Could someone who knows the closing date of this theater please post it here? I’d like to go back one more time. Thanks.

Bill Huelbig
Bill Huelbig on March 30, 2004 at 11:48 am

One more reason to dislike MTV.

I’ll never forget going to the Astor Plaza almost every weekend in the summer of 1977 and finding a seat as close to the screen as I could get to see “Star Wars”.

jays on March 13, 2004 at 7:34 am

I forgot to mention because I was so excited at what I found that site is called “Silver” and that they also have interior photos of the new 34th street cinemas on the west side. check it out if you are a true fan of cinemas like my self.

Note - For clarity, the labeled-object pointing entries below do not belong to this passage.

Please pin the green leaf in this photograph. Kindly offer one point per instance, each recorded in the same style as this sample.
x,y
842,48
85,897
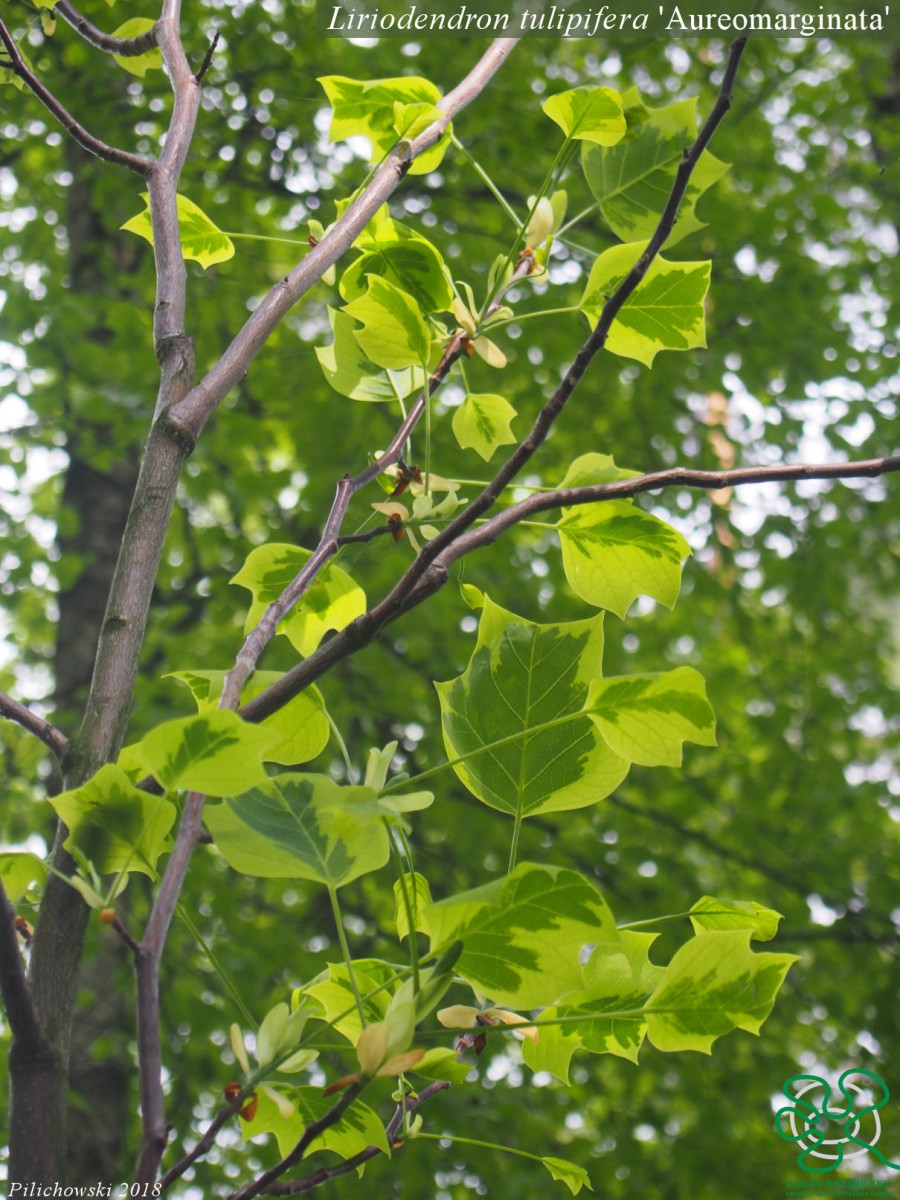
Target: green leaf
x,y
334,991
665,311
369,109
301,726
138,64
483,424
351,372
594,468
615,552
19,871
441,1062
394,334
419,899
712,912
333,600
647,719
633,179
574,1176
215,753
588,114
114,826
301,827
522,935
714,984
403,258
359,1126
521,678
201,239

jays on March 13, 2004 at 7:20 am

Hey I’ve got great news. well not that this theatre’s got a reprieve but that there is a site that has extrordinary photos of this cinema about six or seven of them maybe ten a couple of exterior shots and a load of interior shots of those enormous red curtains and that huge screen behind it. they have some shots with the curtains closed and some with them open at different angles I don’t know which ones to post. They also have some photos of the interiors and exteriors of the Zigfield including shots of the projection room, the Beekman interior and exterior they also have shots of the interiors of the Loew’s Kings and Jersey and the Stanley. the site was at silver screens. those pictures of the Astor Plaza important seeing as how it’s about to meet it’s doom.

Patrick Crowley
Patrick Crowley on February 3, 2004 at 8:15 am

I wonder if — shudder to think — the Ziegfeld isn’t too far off. :(

RobertR on February 3, 2004 at 7:30 am

Another one bites the dust but I am not suprised, Loews is getting like UA taking viable theatres running them into the ground and selling them for other uses. The Elmwood, The Trylon, Oriental, Smithhaven Mall, The Walt Whitman and now The Astor Plaza and The State.